An unprecedented number of migrants from Asia, Africa and the Middle East have headed for Europe this year in their quest for safety and prosperity. Yet for almost a quarter of its youths, the continent is no wonderland.
On average, 23 percent of Europeans aged between 18 and 24 years old are contemplating moving to another country to escape the financial situation at home, according to a report by Intrum Justitia, Europe’s biggest debt collector.
“What our survey shows is that many young people in several parts of Europe are considering moving to other countries and that is sad since it indicates that many young people lack hope for their economic future, Erik Forsberg, Intrum Justitia’s acting chief executive officer, said in the report. Still, the refugees who are escaping violent conflicts and coming to Europe “is another, much more acute problem,” he said.
What’s perhaps no coincidence, some of the highest percentages in the survey involve countries that have been the least welcoming of refugees.
Hungary, which built a razor-wire fence along its southern border to keep them out, topped the survey list with 60 percent of its young people considering a move. Poland and Slovakia, both unhappy with redistributing refugees across the EU, followed with 41 and 40 percent, respectively. The percentage of those considering a move abroad was also well above 30 percent in Italy, Portugal and Greece, according to the company’s European Consumer Payment Report, which surveyed 22,400 people in 21 countries.
Those numbers correlate closely with national youth unemployment rates. They underscore the quandary facing many EU nations — particularly those still grappling with the fallout from Europe’s debt crisis — when it comes to dealing with the hundreds of thousands of asylum seekers arriving from Syria and other war zones in the Middle East.
Some of their governments tend to justify their reluctance to welcome refugees by arguing that they already have enough to cope with trying to provide for their own citizens. At around 21 percent, the average unemployment rate for Europeans under the age of 25 is double the overall jobless rate for the 28-member bloc.
While 67 percent of those surveyed said they had “a reasonable chance of substantially improving their economic situation in life,” 17 percent see no prospect of a better life. One in five of those polled expect their children to be worse off financially.
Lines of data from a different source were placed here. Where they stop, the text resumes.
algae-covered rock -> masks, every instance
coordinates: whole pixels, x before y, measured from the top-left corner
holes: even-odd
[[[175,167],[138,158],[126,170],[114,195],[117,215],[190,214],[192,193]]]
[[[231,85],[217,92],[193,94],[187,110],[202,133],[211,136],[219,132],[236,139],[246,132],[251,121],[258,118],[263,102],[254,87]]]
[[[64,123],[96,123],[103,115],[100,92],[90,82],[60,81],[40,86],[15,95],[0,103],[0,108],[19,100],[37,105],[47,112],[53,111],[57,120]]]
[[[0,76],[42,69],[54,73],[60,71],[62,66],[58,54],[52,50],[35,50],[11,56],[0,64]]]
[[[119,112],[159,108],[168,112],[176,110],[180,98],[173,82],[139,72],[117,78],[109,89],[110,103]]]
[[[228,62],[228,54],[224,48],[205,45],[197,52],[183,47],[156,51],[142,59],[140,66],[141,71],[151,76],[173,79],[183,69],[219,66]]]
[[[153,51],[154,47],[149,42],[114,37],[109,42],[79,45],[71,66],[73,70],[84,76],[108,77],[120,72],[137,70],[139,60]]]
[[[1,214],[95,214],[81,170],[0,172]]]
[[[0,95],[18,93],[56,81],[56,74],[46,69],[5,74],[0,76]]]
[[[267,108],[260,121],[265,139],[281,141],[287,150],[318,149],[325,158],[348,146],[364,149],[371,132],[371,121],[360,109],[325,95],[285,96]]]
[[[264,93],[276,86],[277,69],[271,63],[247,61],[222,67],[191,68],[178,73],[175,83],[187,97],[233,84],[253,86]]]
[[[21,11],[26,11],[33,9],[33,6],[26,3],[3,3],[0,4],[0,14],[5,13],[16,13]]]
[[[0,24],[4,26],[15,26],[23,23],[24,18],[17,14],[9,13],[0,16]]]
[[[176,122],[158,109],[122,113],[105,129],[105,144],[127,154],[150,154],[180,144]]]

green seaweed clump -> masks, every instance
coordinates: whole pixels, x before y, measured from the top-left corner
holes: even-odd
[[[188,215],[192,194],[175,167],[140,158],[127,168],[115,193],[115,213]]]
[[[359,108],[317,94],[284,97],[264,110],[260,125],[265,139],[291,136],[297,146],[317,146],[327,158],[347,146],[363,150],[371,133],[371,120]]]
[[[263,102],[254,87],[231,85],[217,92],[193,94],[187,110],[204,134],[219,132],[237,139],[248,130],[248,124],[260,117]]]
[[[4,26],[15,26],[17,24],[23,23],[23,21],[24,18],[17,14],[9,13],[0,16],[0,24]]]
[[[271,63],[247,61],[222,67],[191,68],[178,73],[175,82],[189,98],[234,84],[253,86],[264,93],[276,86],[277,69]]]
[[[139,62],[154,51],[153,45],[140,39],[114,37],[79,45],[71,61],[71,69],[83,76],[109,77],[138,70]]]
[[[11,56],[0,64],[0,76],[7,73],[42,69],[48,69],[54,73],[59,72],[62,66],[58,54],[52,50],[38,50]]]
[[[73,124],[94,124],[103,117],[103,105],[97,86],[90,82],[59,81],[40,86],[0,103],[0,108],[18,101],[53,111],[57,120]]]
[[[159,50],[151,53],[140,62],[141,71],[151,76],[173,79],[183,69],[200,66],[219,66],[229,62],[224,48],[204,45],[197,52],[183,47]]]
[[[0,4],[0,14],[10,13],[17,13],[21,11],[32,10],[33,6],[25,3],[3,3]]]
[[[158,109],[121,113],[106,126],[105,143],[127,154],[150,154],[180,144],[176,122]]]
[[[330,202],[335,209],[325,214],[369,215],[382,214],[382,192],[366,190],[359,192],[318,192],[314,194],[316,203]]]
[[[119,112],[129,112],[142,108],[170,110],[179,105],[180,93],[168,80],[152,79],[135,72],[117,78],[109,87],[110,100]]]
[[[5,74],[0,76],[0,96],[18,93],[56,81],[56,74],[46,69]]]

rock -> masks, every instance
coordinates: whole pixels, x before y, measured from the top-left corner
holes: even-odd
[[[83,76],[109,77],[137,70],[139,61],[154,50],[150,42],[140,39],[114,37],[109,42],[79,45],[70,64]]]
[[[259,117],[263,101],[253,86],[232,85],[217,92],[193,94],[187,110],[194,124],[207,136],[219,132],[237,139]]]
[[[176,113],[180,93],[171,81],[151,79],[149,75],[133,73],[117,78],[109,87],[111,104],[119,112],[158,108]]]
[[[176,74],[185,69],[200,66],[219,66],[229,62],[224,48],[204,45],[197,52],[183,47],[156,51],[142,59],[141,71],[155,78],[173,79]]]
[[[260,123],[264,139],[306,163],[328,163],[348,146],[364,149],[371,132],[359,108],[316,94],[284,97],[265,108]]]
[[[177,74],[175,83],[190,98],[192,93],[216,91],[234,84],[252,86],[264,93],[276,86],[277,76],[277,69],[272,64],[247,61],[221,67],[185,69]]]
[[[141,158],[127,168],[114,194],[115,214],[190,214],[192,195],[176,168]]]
“It is alarming that the young Europeans have so little confidence in their future,” Forsberg said. “The good side of it is that so many of Europe’s young are prepared to take action to improve their situation. But it is of course a big concern for a number of European countries that the young generation who is needed to secure future growth and development considers leaving to other countries.”
The picture improves in Scandinavia and Europe’s German- speaking countries. Those with the smallest percentage of youths seeking to move are Germany, at 6 percent, Sweden and Denmark, both on 8 percent, and Austria, Norway and Switzerland, on 12 percent.